Monday, July 28, 2008

On renting

I learned a couple of things from renting our house:

1. You can wash your garage door windows! Yes. Indeed. We never once washed those windows in 13 years in the house. It had never occurred to us. At least not to me. Consequently, there was a build-up of fine gritty dirt and grime on the windows that more or less obscured the light shining in. (Luckily, we have a regular window in the garage's side wall bringing in southern light, so the garage wasn't completely dungeonlike). And voila, once we washed that row of windows, a miraculous thing happened. We can see through them! I go into our light-flooded garage, glance up and can actually see the driveway and our cars and the yard, as clear as if I were looking through glass! Which I am! It's a wonderful sight.

2. Bathroom rugs won't make or break a deal. I didn't need to go out and buy those two new bathroom rugs just because we had a dropped a tiny splotch of bleach on the corner of one rug. But I did. I rushed out yesterday to a store having a sale and found a little blue reversible rug for the master bath and while I was at it, one in tan for the downstairs half bath. Because if I hadn't, the house wouldn't have been perfect and that meant maybe nobody would rent it!! But you know what? A family had already decided to rent our house, even with that little pink discolored spot on our rug! However, we do now have two nice, albeit small rugs to put on our bathroom floor in Barnesville.

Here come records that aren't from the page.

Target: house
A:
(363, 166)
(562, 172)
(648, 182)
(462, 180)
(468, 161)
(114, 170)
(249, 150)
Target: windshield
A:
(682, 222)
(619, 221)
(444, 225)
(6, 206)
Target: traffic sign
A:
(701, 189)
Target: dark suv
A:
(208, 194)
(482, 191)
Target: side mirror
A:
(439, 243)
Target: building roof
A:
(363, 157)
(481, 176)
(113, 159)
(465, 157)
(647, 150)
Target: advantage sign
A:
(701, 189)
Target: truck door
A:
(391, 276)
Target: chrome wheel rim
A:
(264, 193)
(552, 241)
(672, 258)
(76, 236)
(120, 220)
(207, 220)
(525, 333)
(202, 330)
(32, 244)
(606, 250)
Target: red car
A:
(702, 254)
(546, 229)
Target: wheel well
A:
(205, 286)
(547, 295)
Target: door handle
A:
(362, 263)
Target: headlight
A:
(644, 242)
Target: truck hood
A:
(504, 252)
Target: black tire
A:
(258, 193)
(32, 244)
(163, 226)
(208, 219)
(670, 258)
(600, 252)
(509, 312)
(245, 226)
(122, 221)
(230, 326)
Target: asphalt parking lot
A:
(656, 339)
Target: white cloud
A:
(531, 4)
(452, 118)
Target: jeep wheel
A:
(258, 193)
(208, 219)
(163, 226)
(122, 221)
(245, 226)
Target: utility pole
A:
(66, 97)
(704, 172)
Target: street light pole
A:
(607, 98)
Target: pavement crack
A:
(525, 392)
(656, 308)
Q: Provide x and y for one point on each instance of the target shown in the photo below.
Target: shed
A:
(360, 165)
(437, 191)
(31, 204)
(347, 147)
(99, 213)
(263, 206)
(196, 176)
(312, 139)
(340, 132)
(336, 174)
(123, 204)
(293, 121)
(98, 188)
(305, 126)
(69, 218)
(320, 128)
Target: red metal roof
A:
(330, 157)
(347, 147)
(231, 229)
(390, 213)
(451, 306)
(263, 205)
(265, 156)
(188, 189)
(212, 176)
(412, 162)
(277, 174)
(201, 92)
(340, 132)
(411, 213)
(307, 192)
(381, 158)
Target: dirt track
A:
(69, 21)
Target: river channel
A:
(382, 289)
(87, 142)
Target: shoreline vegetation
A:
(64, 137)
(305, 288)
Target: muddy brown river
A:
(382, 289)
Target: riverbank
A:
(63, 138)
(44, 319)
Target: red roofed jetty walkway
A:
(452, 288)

It is a huge relief that our house has rented and to a family that seems perfect. That was the last big piece in the puzzle of moving to Barnesville. Now, it's a matter of packing, making arrangements with the utilities, phone, banks etc., canceling the health club membership and the newspaper, notifying the post office of our forwarding address and ... moving.

So, I can breathe easier and the house doesn't have to stay perfect from top to bottom all the time! I'm also freed from my worries about what our 1970 tract house doesn't have: no glamorous oversized master bath, no walk-in closets, no two-story entrance foyer, no granite countertops. We have a plain linoleum floor in our kitchen. We are down a long driveway and front to a bike path, which is nice, but we also have neighbors a stone's throw away on either side. While to me the house is large, by the standards of today, our home is merely average sized. We're in a pleasant neighborhood and have had wonderful neighbors, but the house is not the newest nor the poshest! Our kids will miss the house though: they've lived here almost all of their lives and are attached to it.

Now, I can return to the mountain of freelance writing I've been putting off to get the house in shape to rent. While it's been a little nerve-wracking, I've been following that inner guide which told me to concentrate on getting the house ready and that the freelance work could wait! That's pretty counterintuitive in the newspaper biz, so I'm praying that inner voice was right.

Anyway, I can get back to work without the fear of being jettisoned from my home office, aka the living room, at any moment by a prospective renter wanting to tour the house. Hurray!

1 comment:

Regina said...

Ah, it all begins now, Diane...
I hope that the rest of the move goes smoothly and that you settle into your new place just as effortlessly.
It's exciting, isn't it? I'm excited for you! And I can't wait to do it myself next year- please God willing!